Tampoco faltan –nunca lo hacen– quienes creen en la literatura fantástica aplicada a la política y piensan, como el personaje de Bioy, que siempre hay una aventura mágica. Se trata de la vieja opción por la superchería: curanderos demagogos –como aquellos embusteros de carromato que vendían tónicos contra el desamor y la calvicie– difunden aquí y allá renovadas promesas incumplibles e indoloras, frente a un público que los escucha pensativo, queriendo creer con todas sus fuerzas en ese descomunal camelo: es que los médicos serios hacen doler, sus tratamientos son demasiado exigentes y sus remedios no siempre resultaron eficaces. El cuerpo del inconsciente colectivo, después de tantas heridas y frustraciones, no sabe cómo reaccionar, y permanece inerte y pesimista. Es que el miedo al dolor suma el temor al entusiasmo, y ambos conducen a la renuncia al riesgo y por lo tanto a la esperanza, y es así cómo se explica este estado de ánimo generalizado que tiene las formas de la anomia, la resignación, la tristeza y la decisión de crear burbujas donde aislarse del estropicio y de la conciencia plena. Éste es el magma que explica el inmovilismo de una sociedad para quien las malas noticias ya no son noticia, y para la que no hay puertas claras ni esclarecidos. Se trata de un estado de ánimo inédito, y se diría que potencialmente explosivo, puesto que la mishiadura, la rabia y el desánimo sostenidos en el tiempo suelen desembocar en resentimiento soterrado y diluyente, y no pocas veces hasta en violencia brusca e inarticulada.

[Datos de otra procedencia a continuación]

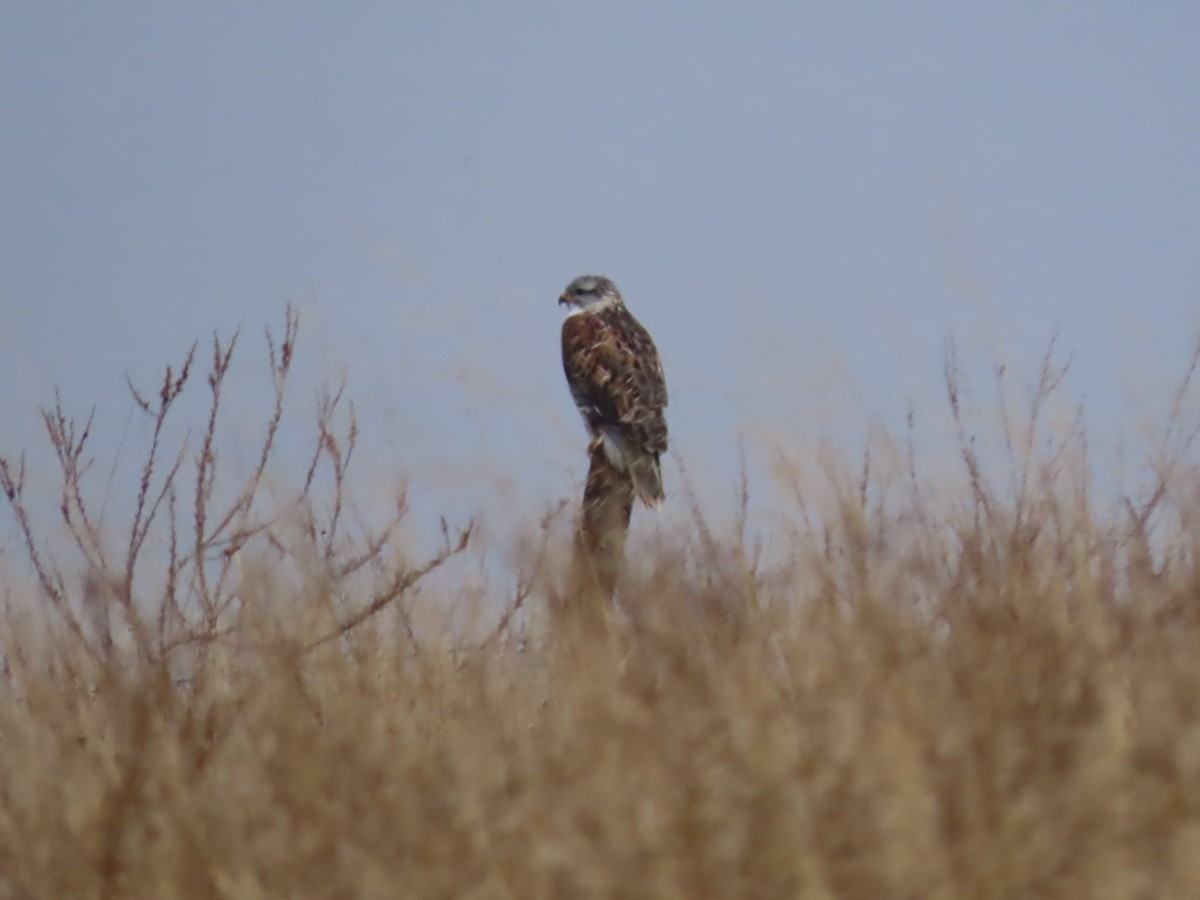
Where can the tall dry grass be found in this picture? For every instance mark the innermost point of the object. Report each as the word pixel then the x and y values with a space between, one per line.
pixel 984 690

Finalmente, quien bucea en ese enorme electorado inactivo se tropieza también con la palabra “grieta”, que no tiene uno sino varios significados. Su crítica es certera, puesto que reprocha la división nacional en la emergencia y le adjudica parte de la culpa de nuestros padecimientos. Luego está la interpretación que cada candidato hace de ese vocablo y cómo utiliza el insumo de la “antigrieta”, que por ahora solo llena la boca de antikirchneristas, un campo donde no están justamente los pirómanos, sino los que apenas han logrado defenderse de sus lanzallamas. Ningún kirchnerista identitario renuncia a la lógica amigo-enemigo, por más que los sondeos así se lo indiquen. Esta semana, sin ir más lejos, un vocero de Cristina Kirchner pareció ponerle un precio al cierre de la grieta y a la futura paz social, al explicar que si a su jefa no se la absuelven antes de la presentación de listas, “el país no será viable”. Con este mismo espíritu de chantaje y discordia se han manejado durante veinte años. El ciclo solo lo podrá cerrar el “argentino promedio” –el voto independiente– y será abriendo una puerta. Y cruzando valientemente ese umbral metafísico donde a veces ocurren, como refiere Vila-Matas, raros milagros del arte y de la historia.